Best Musical Supervision

Winner is Ed Court for KidZania version of Cinderella who included versions of BeyoncĂ© "We run the world", Queen "Somebody to love", the Friends Theme "I'll be there for you", James Blunt "You are beautiful", Mariah Carey/Whitney Houston "When you Believe”, BeyoncĂ© "Crazy in love", Streisand "Rain on my Parade" and from Trolls Film "Move your Feet/DANCE".


Runner up is James Harrison from Evolution productions including a Fairy who raps, heroine who sings an enjoyable version of "Confident", a villain who sings a Hamilton parody of "I'll be back”, a very good "Don't stop believing" dance and a Blues Brothers Finale. As well pays tribute to the great double acts with Morecambe and Wise's "Bring me sunshine" and Cannon and Ball's "Laugh me a Laugh". 

Best Archived Pantomime from previous years.

The Winner is the First Family Entertainment archived 2014 Bristol Hippodrome production of Dick Whittington with Eric Potts as the Dame and with Ashleigh and Pudsey, available free through the “Show Must Go On” Youtube channel which reminded us what a full Pantomime should look like in expert hands.

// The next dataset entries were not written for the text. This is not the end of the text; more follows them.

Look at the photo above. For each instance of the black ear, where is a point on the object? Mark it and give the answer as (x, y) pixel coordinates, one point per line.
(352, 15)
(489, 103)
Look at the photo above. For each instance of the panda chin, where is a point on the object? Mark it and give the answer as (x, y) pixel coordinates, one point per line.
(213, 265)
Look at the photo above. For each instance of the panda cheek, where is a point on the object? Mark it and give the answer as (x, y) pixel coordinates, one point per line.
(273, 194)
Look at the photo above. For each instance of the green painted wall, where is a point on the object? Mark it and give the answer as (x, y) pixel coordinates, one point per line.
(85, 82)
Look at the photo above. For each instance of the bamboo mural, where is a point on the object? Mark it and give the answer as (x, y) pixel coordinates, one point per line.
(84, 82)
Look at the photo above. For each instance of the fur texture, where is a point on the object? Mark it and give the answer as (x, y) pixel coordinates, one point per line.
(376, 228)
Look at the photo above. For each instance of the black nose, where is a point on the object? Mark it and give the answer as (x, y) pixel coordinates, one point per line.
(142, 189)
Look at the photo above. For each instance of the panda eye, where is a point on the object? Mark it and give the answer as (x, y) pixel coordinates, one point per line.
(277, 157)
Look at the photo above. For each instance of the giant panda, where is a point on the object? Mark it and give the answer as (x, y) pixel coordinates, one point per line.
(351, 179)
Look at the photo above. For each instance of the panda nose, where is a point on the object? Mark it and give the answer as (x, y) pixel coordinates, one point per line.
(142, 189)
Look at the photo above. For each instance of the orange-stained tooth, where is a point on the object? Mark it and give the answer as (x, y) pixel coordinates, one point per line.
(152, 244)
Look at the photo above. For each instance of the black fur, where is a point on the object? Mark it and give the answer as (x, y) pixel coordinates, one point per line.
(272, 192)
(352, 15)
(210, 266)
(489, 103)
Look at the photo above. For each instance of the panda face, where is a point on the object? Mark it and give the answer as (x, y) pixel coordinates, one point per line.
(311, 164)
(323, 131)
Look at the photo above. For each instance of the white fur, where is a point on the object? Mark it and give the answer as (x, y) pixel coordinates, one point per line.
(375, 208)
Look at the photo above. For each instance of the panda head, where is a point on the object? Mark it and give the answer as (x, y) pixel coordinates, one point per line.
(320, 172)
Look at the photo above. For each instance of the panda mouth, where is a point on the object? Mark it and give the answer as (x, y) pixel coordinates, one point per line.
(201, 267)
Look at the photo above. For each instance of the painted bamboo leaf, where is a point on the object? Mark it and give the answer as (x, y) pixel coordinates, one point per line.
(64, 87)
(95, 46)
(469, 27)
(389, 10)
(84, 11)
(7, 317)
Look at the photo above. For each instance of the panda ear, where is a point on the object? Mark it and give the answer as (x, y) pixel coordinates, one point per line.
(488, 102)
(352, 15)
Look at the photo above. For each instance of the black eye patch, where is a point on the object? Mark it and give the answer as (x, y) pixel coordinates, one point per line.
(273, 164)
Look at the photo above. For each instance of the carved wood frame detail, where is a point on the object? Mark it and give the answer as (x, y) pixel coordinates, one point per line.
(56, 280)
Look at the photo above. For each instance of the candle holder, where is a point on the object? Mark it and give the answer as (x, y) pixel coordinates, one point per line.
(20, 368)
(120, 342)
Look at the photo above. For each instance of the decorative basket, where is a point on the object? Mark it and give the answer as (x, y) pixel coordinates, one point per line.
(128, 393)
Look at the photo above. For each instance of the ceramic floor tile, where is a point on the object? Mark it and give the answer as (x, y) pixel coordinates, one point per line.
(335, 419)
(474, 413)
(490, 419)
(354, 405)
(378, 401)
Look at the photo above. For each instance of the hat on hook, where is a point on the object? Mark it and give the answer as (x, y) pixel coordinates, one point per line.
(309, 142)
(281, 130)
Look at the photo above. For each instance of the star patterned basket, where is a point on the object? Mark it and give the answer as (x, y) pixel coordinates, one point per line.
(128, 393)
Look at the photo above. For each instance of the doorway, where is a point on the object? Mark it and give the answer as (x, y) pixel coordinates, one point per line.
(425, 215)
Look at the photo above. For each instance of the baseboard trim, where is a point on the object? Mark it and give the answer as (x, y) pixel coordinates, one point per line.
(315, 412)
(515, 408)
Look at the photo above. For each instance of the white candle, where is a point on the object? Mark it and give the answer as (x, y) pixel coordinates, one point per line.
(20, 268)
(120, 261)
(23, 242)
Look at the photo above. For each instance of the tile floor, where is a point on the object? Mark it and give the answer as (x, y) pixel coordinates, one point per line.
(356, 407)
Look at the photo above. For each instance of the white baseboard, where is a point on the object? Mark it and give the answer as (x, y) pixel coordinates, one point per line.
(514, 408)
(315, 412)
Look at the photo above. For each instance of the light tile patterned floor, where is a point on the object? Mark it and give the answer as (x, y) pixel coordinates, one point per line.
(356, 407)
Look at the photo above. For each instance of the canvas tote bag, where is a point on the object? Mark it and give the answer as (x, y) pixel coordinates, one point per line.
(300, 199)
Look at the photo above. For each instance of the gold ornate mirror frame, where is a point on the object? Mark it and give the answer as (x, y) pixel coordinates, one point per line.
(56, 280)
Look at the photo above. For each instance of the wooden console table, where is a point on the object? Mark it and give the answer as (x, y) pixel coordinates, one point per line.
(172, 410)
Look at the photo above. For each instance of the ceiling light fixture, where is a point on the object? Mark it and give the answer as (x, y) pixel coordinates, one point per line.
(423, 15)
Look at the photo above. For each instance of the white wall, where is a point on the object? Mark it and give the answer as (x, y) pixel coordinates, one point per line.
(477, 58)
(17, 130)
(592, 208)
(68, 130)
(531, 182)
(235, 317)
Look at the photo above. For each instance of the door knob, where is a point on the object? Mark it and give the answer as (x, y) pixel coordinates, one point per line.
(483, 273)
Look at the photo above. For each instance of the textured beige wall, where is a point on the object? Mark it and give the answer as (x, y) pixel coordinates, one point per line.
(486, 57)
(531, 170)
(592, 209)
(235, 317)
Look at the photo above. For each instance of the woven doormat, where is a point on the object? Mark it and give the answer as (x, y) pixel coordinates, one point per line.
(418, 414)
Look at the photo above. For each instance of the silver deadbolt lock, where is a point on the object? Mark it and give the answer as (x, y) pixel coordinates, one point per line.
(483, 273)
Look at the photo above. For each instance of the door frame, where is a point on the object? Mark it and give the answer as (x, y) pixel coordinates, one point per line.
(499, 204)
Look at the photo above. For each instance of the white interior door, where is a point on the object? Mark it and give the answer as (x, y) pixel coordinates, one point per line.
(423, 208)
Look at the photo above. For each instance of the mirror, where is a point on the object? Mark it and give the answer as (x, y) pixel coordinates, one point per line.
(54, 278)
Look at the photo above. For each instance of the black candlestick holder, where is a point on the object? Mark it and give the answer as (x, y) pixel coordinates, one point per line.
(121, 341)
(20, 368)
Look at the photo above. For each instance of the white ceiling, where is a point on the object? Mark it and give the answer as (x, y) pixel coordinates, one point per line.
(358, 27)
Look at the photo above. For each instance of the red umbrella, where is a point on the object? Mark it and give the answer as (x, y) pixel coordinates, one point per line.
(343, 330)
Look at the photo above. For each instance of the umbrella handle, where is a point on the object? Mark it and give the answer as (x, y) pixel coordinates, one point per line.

This was probably the first time many of these producers had turned to cameras to capture their shows and it sometimes showed. Lighting needs to be adapted for TV, cast need personal microphones to capture the audio properly and the edit needs to add the magic with close-ups and special effects to replace the excitement of a being in a theatre. The potential of the medium was fully demonstrated by the brilliant capture of The Old Vic's production A Christmas Carol and Sonia Friedman's wonderful Uncle Vanya which showed how the process could enhance the show for the small screen at a cost.

The question is in future years will captured Pantomimes provide ancillary income to the producers making investments in the capture worthwhile or will they see it as a too risky strategy? The evidence from Event cinema is that broadcasts do not harm ticket sales at the originating venues and can act as a promotion encouraging some to go to a theatre for the live shared experience. However, Pantomime is one theatrical genre that is best enjoyed in a venue full of children and their parents joyously joining in with a lively comical cast. As 2021 starts it is to be hoped that Producers and Venues will have the financial resources to return to staging large scale magical Pantomimes this December to provide employment for so many freelance cast and crew and enjoyment for families and communities around the country. I for one can’t wait to be back in those theatres.